Saviez-vous que l’UNESCO, souvent des précurseurs dès qu’il s’agit d’avoir l’air cons, avaient désignés Damas comme la capitale culturelle du monde arabe en 2008. C’est d’ailleurs dans ce cadre que l’artiste avait été invitée la même année à Grenade (Espagne), également loin d’être les derniers pour être ridicule, notamment lorsque leurs entreprises se font nationaliser en Amérique du sud du jour au lendemain, mais c’est une autre histoire.

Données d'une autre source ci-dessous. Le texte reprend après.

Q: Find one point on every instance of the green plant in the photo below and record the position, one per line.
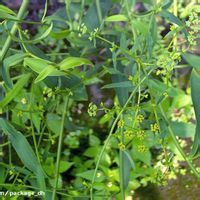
(55, 128)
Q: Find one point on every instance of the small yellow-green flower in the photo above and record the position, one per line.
(121, 146)
(140, 134)
(24, 100)
(155, 128)
(142, 148)
(140, 118)
(120, 123)
(128, 134)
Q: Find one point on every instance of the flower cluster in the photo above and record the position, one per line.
(82, 30)
(155, 128)
(193, 25)
(92, 110)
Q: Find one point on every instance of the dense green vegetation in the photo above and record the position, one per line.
(99, 97)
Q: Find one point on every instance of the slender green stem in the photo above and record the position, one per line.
(7, 43)
(32, 126)
(99, 11)
(111, 131)
(196, 173)
(82, 11)
(45, 11)
(60, 146)
(121, 167)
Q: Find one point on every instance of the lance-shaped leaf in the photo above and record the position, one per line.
(72, 62)
(117, 18)
(24, 151)
(195, 90)
(50, 70)
(8, 63)
(11, 94)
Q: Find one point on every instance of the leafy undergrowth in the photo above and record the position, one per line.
(99, 99)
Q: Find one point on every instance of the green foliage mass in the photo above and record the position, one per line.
(94, 104)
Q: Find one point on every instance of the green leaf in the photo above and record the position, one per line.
(36, 64)
(37, 39)
(117, 18)
(127, 165)
(195, 91)
(123, 84)
(60, 35)
(64, 166)
(11, 94)
(72, 62)
(172, 18)
(50, 70)
(182, 129)
(4, 9)
(8, 63)
(24, 151)
(54, 123)
(88, 175)
(193, 60)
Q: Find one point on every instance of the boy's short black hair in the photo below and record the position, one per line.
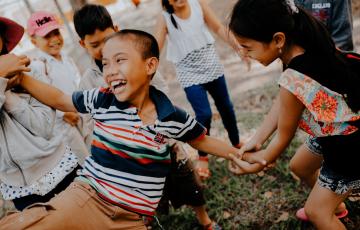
(144, 42)
(91, 17)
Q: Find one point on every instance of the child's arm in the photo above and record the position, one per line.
(161, 31)
(266, 129)
(30, 113)
(219, 148)
(215, 25)
(214, 146)
(12, 64)
(48, 94)
(290, 111)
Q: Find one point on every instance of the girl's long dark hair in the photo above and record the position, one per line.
(261, 19)
(170, 9)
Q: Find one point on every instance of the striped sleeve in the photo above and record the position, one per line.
(84, 101)
(189, 128)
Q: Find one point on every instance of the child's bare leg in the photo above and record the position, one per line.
(202, 215)
(306, 164)
(320, 208)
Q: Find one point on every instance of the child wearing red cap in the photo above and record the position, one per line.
(34, 164)
(43, 28)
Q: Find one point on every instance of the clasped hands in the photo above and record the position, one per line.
(250, 159)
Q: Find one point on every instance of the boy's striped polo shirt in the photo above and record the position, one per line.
(129, 161)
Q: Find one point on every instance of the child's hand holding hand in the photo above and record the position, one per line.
(12, 65)
(71, 118)
(247, 163)
(14, 81)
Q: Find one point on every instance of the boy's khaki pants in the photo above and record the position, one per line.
(78, 207)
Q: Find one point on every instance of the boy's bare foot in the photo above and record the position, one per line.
(202, 167)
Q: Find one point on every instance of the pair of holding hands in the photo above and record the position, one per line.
(250, 159)
(12, 67)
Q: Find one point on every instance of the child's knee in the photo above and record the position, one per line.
(204, 116)
(317, 214)
(296, 168)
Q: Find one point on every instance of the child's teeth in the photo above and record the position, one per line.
(115, 83)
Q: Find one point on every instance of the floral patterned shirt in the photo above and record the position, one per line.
(326, 112)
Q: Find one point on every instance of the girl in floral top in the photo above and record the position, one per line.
(317, 93)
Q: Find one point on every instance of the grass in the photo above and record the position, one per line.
(267, 201)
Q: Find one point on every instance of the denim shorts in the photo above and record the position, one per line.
(328, 178)
(337, 183)
(313, 145)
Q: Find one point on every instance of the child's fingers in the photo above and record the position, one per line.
(25, 69)
(24, 60)
(254, 158)
(244, 167)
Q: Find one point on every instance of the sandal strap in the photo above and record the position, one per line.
(204, 158)
(212, 226)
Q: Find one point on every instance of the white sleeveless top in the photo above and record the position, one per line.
(192, 33)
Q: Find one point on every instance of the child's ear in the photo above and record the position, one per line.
(151, 65)
(279, 38)
(82, 43)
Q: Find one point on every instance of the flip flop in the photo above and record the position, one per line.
(212, 226)
(301, 215)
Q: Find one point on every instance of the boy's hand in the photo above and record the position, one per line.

Ce Cd est à vrai dire le seul que la femme a sortie. On pourra le regretter, car l’originalité et le travail ne manque pas, mais peine malgré tout à enthousiasmer l’auditeur, qui s’endormira bien vite à moins qu’il ne soit en train d’écouter ça enfoncé dans un pouf dans un bar à chicha. Pour ceux qui ne sont pas dans cette situation, l’album ne décolle pas de la 1ère à la 9ème et dernière piste, et on le regrette bien.
Si l’on vous déconseille de vous infliger l’écoute de ce disque, nul doute que la jeune femme doit valoir le détour en concert. D’une part car c’est une virtuose du luth, que son timbre de voix n’est pas commun, et qu’elle se produit avec Kudsi Erguner, gage de qualité par excellence.